The Jazwares lawsuit claims Skoosherz have the same features as Squishmallows: "Asian style Kawaii faces," embroidered facial features, distinctive coloring, and the same velvety texturing. Kawaii is the Japanese culture of cuteness.

The lawsuit claims Build-A-Bear has been trying to "trick" customers with such obvious knock-offs, stealing potential customers and sales from Squishmallows. Unlike regular Build-A-Bears, where customers customize their stuffed animals, Skoosherz are sold pre-made, the lawsuit said.

The lawsuit is seeking unspecified damages and for Build-a-Bear to stop selling Skoosherz.

Build-A-Bear fires back

But Build-A-Bear hit the toymakers with its own complaint in US district court in Missouri on Monday, challenging the claim that the company violated Squishmallows' distinctive trade dress, or overall appearance or feel of a product.

The St. Louis-based company is seeking a declaration to quickly resolve the issue, that would make Squishmallows' infringement claims on trade dress invalid.

Build-A-Bear claims it has sold pre-made stuffed animals on its site and on Amazon. It claims Skoosherz designs match its original stuffed animals, such as the Strawberry Cow and Spring Green Frog. It claims the Build-A-Bear logo is also clearly displayed on the stuffed toys.

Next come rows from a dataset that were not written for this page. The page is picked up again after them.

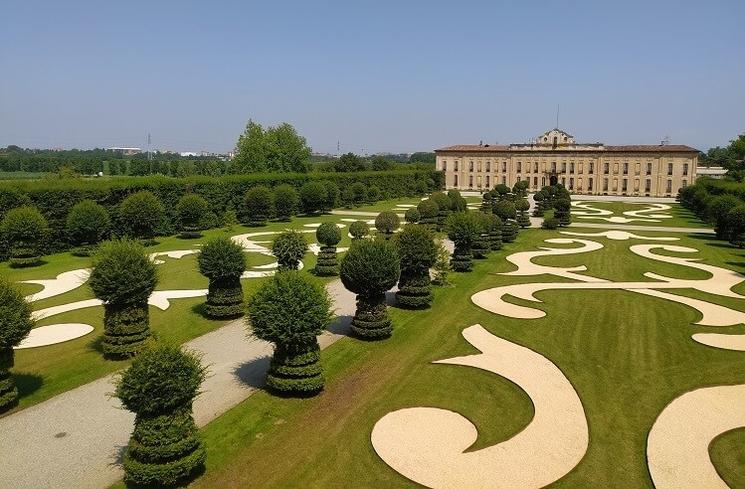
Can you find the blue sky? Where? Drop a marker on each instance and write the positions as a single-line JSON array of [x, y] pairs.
[[374, 75]]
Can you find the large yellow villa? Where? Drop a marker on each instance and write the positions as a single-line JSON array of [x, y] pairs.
[[554, 157]]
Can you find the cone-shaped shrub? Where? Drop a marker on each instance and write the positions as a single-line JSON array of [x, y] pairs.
[[192, 210], [87, 224], [359, 229], [15, 325], [328, 235], [286, 202], [417, 251], [386, 223], [369, 269], [160, 387], [24, 228], [463, 228], [140, 215], [290, 311], [223, 262], [289, 248], [123, 277], [258, 205]]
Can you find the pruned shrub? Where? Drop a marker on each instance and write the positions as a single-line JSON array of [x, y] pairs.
[[369, 269], [329, 235], [259, 206], [24, 229], [417, 251], [15, 325], [223, 262], [160, 387], [289, 248], [290, 311], [123, 277]]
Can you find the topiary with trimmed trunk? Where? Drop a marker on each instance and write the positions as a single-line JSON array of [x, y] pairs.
[[24, 228], [386, 223], [463, 228], [258, 205], [15, 325], [417, 251], [289, 248], [192, 211], [123, 277], [369, 269], [290, 311], [223, 262], [329, 235], [160, 387]]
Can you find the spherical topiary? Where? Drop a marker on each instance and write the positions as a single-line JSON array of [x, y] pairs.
[[160, 387], [463, 228], [140, 214], [123, 277], [386, 223], [291, 311], [286, 202], [25, 229], [369, 269], [258, 205], [313, 196], [223, 262], [15, 325], [289, 248], [87, 224], [359, 229], [329, 235], [412, 215], [192, 211], [417, 251]]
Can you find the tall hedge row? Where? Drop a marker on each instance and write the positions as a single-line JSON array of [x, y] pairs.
[[55, 198]]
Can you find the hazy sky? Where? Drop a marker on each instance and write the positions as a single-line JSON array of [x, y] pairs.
[[374, 75]]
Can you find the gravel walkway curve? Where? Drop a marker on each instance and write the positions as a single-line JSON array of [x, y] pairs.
[[76, 439]]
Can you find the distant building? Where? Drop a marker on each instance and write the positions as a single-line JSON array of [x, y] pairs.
[[554, 157]]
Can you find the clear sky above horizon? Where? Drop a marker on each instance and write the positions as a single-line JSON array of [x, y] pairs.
[[374, 75]]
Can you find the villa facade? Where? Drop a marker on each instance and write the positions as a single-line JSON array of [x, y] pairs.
[[554, 157]]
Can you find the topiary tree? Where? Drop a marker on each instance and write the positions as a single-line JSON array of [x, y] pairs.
[[223, 262], [563, 211], [160, 387], [359, 229], [369, 269], [140, 215], [15, 325], [386, 223], [463, 228], [523, 219], [329, 235], [123, 277], [291, 311], [87, 224], [412, 215], [428, 212], [258, 205], [418, 252], [286, 202], [289, 248], [25, 229], [313, 196], [192, 211]]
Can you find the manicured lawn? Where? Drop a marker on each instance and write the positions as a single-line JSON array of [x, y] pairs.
[[627, 355]]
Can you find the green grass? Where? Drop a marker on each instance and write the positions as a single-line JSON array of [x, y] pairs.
[[627, 355]]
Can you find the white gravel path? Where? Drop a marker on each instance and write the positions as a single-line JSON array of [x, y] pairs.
[[74, 440]]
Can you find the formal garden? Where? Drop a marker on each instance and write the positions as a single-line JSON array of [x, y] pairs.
[[475, 348]]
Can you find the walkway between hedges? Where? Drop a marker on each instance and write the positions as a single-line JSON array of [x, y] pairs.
[[76, 439]]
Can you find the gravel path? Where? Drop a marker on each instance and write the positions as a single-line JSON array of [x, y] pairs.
[[76, 439]]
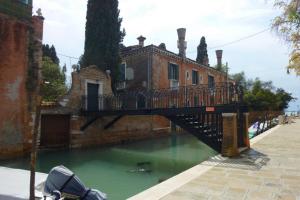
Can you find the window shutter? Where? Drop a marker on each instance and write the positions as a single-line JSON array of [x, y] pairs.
[[176, 72], [169, 71]]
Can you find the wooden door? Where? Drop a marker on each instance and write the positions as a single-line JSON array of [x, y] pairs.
[[55, 131], [92, 97]]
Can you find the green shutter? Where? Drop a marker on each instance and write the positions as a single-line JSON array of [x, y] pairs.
[[176, 72], [169, 71]]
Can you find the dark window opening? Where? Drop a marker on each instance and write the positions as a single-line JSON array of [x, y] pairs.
[[173, 71], [195, 77], [211, 81]]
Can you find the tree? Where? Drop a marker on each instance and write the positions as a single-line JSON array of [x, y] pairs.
[[202, 56], [287, 26], [262, 96], [50, 52], [54, 80], [103, 36], [240, 79]]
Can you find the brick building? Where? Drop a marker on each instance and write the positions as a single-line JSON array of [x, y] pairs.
[[18, 29], [150, 67], [154, 67], [63, 125]]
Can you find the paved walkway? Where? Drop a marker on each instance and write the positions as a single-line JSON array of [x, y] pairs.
[[270, 170]]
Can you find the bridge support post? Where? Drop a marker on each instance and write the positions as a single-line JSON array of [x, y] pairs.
[[245, 131], [230, 143]]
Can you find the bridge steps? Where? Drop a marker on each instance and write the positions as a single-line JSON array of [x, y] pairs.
[[209, 133]]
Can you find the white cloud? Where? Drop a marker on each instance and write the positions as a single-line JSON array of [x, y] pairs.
[[221, 21]]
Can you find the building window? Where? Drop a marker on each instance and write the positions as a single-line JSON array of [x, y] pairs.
[[195, 77], [24, 1], [123, 72], [173, 71], [211, 81]]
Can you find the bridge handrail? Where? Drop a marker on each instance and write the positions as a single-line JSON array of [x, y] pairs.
[[184, 96]]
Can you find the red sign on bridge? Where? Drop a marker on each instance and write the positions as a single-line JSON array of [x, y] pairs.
[[210, 109]]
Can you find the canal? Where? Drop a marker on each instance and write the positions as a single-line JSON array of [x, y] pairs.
[[125, 170]]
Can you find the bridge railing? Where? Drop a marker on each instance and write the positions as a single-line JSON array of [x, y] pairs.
[[180, 97]]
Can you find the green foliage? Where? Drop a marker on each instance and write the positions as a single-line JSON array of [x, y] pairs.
[[263, 96], [50, 52], [202, 56], [54, 80], [223, 68], [287, 26], [103, 36]]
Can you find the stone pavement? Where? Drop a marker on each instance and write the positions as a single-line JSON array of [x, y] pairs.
[[269, 170]]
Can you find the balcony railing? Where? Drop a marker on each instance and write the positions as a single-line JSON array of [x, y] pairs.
[[21, 9]]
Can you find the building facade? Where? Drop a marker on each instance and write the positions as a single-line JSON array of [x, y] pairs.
[[20, 34], [154, 67]]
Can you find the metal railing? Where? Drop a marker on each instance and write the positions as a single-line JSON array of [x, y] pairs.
[[181, 97], [18, 8]]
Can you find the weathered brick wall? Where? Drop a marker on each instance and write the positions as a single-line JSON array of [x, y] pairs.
[[14, 115], [139, 64], [129, 128], [160, 72], [78, 88]]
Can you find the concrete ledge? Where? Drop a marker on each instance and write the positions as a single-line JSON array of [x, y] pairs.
[[264, 134], [168, 186], [160, 190]]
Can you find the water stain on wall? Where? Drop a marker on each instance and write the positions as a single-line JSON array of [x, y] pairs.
[[13, 89]]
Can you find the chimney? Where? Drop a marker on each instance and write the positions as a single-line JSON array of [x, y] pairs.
[[141, 40], [219, 54], [181, 43]]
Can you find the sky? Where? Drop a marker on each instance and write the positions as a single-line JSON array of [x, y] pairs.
[[264, 56]]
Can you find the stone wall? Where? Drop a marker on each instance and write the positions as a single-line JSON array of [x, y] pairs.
[[139, 65], [78, 89], [15, 116], [127, 129]]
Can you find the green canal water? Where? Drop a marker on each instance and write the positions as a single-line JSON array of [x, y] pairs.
[[125, 170]]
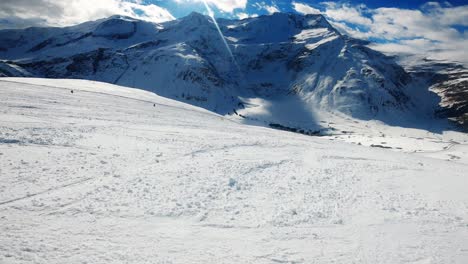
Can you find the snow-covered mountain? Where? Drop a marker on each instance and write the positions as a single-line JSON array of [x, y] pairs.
[[449, 81], [281, 77]]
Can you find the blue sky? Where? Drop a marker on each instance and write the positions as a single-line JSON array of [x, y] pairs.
[[436, 28], [181, 8]]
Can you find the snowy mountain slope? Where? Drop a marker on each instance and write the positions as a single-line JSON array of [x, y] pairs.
[[449, 81], [306, 61], [112, 174]]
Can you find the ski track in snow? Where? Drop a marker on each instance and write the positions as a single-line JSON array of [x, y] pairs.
[[102, 176]]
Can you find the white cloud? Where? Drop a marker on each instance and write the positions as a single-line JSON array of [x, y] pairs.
[[242, 15], [20, 13], [304, 9], [346, 12], [271, 9]]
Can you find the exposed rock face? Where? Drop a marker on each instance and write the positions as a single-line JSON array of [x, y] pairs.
[[187, 59]]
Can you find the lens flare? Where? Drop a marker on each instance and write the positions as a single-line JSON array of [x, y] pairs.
[[211, 15]]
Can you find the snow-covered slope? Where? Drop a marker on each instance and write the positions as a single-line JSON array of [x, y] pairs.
[[109, 174], [303, 63]]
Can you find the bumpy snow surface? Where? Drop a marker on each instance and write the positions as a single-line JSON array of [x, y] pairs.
[[108, 174]]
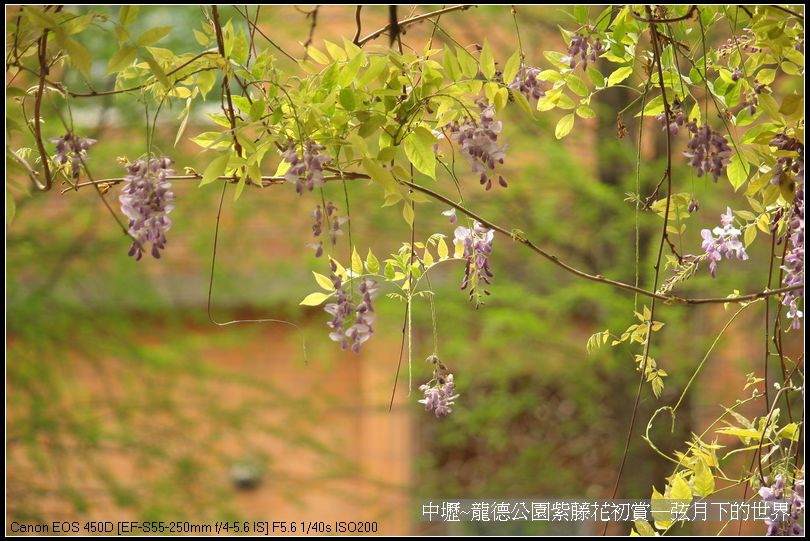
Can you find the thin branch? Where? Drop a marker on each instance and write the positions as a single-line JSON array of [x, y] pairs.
[[357, 21], [43, 73], [256, 28], [790, 11], [651, 20], [657, 55], [407, 22], [513, 234], [226, 89]]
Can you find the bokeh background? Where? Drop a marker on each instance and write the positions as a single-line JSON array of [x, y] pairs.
[[125, 403]]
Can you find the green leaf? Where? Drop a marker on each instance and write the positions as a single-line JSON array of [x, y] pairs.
[[441, 248], [577, 85], [469, 67], [153, 35], [644, 528], [318, 56], [128, 14], [323, 281], [314, 299], [661, 510], [680, 489], [418, 147], [407, 212], [737, 171], [451, 65], [215, 169], [703, 482], [372, 263], [487, 61], [564, 126], [357, 262], [511, 68], [620, 75], [596, 77], [789, 432], [347, 99], [122, 58], [743, 433]]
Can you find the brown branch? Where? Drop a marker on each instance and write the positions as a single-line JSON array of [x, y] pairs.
[[357, 21], [226, 89], [258, 30], [268, 180], [651, 20], [407, 22], [42, 49]]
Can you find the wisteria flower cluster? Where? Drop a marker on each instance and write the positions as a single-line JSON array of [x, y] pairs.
[[477, 246], [306, 170], [479, 143], [676, 121], [584, 50], [440, 391], [776, 492], [526, 83], [708, 150], [147, 200], [72, 148], [727, 242], [787, 164], [333, 223], [793, 264], [361, 329]]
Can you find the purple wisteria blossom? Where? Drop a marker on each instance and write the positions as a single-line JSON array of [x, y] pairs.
[[676, 120], [526, 83], [477, 246], [708, 150], [306, 170], [147, 200], [343, 308], [361, 330], [776, 493], [72, 148], [793, 264], [439, 392], [726, 242], [584, 50], [334, 224], [479, 144]]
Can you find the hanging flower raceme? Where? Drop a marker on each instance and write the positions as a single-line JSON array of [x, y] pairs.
[[790, 523], [334, 223], [793, 264], [708, 150], [726, 242], [343, 309], [147, 200], [479, 144], [676, 121], [584, 50], [440, 391], [476, 245], [306, 170], [73, 149], [526, 83], [361, 330]]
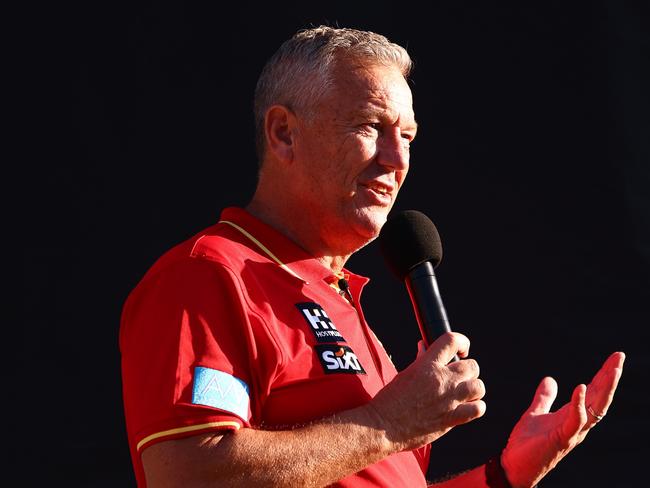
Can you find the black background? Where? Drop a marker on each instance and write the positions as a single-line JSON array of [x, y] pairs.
[[532, 159]]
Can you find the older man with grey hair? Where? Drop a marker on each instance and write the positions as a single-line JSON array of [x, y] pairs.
[[247, 360]]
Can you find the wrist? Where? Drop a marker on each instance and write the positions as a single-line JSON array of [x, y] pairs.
[[495, 475]]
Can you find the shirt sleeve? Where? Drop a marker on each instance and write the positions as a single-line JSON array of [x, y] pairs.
[[188, 354]]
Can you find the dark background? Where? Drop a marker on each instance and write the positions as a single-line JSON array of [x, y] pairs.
[[532, 159]]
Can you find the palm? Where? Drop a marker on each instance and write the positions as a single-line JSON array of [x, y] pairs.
[[542, 438]]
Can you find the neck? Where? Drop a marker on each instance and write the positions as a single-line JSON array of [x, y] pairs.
[[281, 216]]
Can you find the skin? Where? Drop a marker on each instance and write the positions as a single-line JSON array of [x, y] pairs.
[[344, 169]]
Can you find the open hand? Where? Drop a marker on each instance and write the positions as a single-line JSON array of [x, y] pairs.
[[542, 438]]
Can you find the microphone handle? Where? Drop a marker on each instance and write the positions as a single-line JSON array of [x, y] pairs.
[[425, 297]]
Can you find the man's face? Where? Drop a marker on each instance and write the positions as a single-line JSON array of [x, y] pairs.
[[352, 155]]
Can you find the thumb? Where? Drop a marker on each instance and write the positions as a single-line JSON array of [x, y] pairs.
[[544, 396]]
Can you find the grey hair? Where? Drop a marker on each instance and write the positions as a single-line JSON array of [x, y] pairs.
[[300, 71]]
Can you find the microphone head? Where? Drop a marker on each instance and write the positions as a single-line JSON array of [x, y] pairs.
[[407, 239]]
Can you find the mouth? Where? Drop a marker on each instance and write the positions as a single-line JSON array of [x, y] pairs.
[[382, 192]]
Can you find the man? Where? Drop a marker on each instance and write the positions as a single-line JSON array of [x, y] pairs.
[[246, 357]]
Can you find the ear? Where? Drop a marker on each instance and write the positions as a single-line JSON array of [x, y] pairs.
[[280, 132]]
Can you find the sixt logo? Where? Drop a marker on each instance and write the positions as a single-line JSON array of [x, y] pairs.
[[339, 359], [319, 323]]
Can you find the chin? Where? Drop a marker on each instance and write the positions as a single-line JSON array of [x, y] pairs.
[[368, 224]]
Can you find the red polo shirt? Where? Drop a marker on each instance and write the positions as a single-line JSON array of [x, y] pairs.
[[238, 327]]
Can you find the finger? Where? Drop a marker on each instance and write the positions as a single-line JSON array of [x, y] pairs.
[[470, 390], [421, 348], [447, 346], [577, 414], [544, 396], [467, 368], [466, 412], [600, 391]]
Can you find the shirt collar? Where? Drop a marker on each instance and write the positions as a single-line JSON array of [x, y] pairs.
[[282, 250]]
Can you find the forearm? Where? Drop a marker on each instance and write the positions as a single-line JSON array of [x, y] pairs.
[[313, 455]]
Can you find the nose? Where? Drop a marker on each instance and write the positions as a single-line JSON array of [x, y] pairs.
[[393, 150]]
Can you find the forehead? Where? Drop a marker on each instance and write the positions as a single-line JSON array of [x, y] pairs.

"If each aspect of the claimed trade dress were in fact protected trade dress, it would be virtually impossible for competitors to create alternative designs," the lawsuit claimed.

CNN has reached out to Build-a-Bear and the complaint's lead counsel for comment.

Jazwares said that though it usually doesn't comment on litigation, this time "we feel we must," saying Build-A-Bear "has gone to great lengths" to copy its toys.

"Squishmallows has become wildly successful due to Jazwares' creativity and investments. Jazwares will vigorously pursue and protect its clients' rights. The law should protect innovation not imitation," Moez Kaba, lead counsel representing Jazwares and Kelly Toys, said in a statement to CNN.